Medical Education: Resident
Medical Education 9: Simulation & Technology 2
Chloë E. Nunneley, MD (she/her/hers)
Fellow in Pediatric Hospital Medicine
Boston Children's Hospital/Harvard Medical School
Boston, Massachusetts, United States
Traditional pediatric resident education includes hands-on clinical experiences and in-person didactic lectures. Amid duty hour restrictions, the COVID-19 pandemic, and growing patient complexity, residents have fewer opportunities for real-time educational experiences yet are first responders to high-acuity events. Asynchronous learning can supplement trainees’ clinical knowledge and confidence, but the optimal modality for delivering online content is unknown. Based on experiential learning theory, we hypothesized that knowledge gains and self-confidence would be higher with more interactive modalities (video/simulation), as compared to a static PDF document.
We aimed to compare the efficacy of three different asynchronous online educational modalities – 1) PDF document, 2) video, and 3) interactive online case-based simulation – in increasing pediatric residents’ knowledge and confidence in responding to acute inpatient scenarios.
This prospective, randomized study assigned participants from a large pediatric residency program to one of three curricular groups (Table 1). Curricular materials targeting acute clinical scenarios (sepsis, acute respiratory failure, and tracheostomy problems) were developed by study authors, reviewed by faculty content experts, and published on OPENPediatrics (www.openpediatrics.org).
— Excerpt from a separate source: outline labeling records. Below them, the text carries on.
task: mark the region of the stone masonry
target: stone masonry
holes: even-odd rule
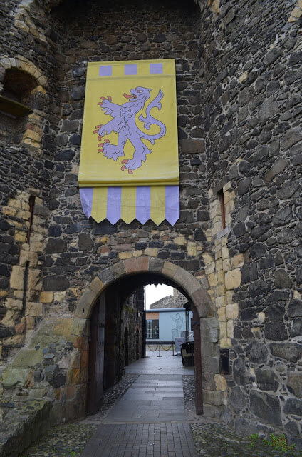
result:
[[[155,278],[198,316],[204,414],[301,447],[301,1],[6,0],[0,18],[0,96],[28,109],[0,110],[0,456],[38,417],[42,431],[85,416],[95,304]],[[165,58],[180,218],[88,221],[87,63]]]

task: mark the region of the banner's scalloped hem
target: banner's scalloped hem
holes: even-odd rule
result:
[[[173,226],[179,218],[178,186],[81,188],[80,196],[84,214],[98,223],[107,219],[115,224],[121,219],[130,224],[136,219],[158,226],[166,220]]]
[[[85,216],[87,216],[85,214]],[[88,219],[89,219],[89,217],[92,217],[92,219],[95,221],[95,222],[97,224],[99,224],[100,222],[103,222],[103,221],[108,221],[108,222],[110,222],[110,224],[112,224],[113,225],[114,225],[115,224],[116,224],[117,222],[118,222],[119,221],[123,221],[123,222],[125,222],[126,224],[131,224],[131,222],[133,222],[133,221],[137,221],[138,222],[140,222],[140,224],[146,224],[146,222],[147,222],[148,221],[152,221],[155,225],[159,226],[160,225],[162,222],[164,222],[165,221],[167,221],[167,222],[168,224],[170,224],[171,226],[174,226],[175,224],[175,223],[178,221],[178,219],[179,219],[179,214],[178,214],[178,216],[175,216],[175,218],[173,218],[172,220],[167,220],[166,219],[166,218],[164,218],[161,221],[153,221],[153,219],[149,219],[147,220],[140,220],[137,219],[136,217],[135,217],[133,219],[132,219],[131,221],[125,221],[125,219],[122,219],[122,218],[119,218],[118,220],[109,220],[107,217],[103,218],[103,219],[100,220],[96,220],[92,216],[88,216]]]

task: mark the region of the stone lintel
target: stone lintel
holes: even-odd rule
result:
[[[102,282],[102,281],[100,281]],[[89,318],[90,311],[98,298],[98,293],[90,288],[86,289],[78,301],[78,306],[75,312],[75,318]]]

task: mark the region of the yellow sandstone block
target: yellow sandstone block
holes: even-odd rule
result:
[[[240,286],[241,281],[241,273],[239,268],[227,271],[225,274],[225,285],[229,291]]]
[[[52,303],[53,300],[53,292],[44,291],[40,293],[40,301],[41,303]]]
[[[145,249],[144,253],[150,257],[157,257],[158,248],[147,248],[147,249]]]
[[[238,303],[233,303],[229,305],[226,305],[226,318],[229,319],[236,319],[238,317],[239,308]]]

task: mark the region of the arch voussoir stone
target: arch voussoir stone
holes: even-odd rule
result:
[[[162,275],[175,282],[190,297],[200,318],[214,316],[211,299],[204,286],[190,273],[167,261],[147,256],[123,260],[101,271],[81,295],[74,313],[72,333],[86,336],[84,321],[90,319],[93,306],[100,294],[111,283],[128,274],[153,273]],[[76,332],[76,333],[74,333]]]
Multiple-choice question (MCQ) tests and survey questions assessed knowledge and confidence, respectively, before, immediately after, and two-three months after intervention. Data were analyzed using paired t-tests for MCQ tests and Fisher's exact tests for surveys.
Thirty-eight residents of 145 potential residents were enrolled and 100% completed all components of the study. All three modalities increased residents’ objective knowledge gain, knowledge retention, and subjective confidence across all clinical scenarios. Knowledge and confidence decreased over time, but mean follow-up scores were higher than mean pre-test scores for all modalities (Tables 2 and 3). There were no significant differences in knowledge or confidence gain or knowledge retention by modality or clinical scenario.
Asynchronous educational materials can increase pediatric residents’ confidence and knowledge of the appropriate management of acute events, and these gains can persist over time. All modalities produced similar outcomes, thus, medical educators should feel empowered to develop asynchronous materials of varying format and complexity. Low-cost text or video options may be as effective as resource-intensive modalities such as case-based simulations.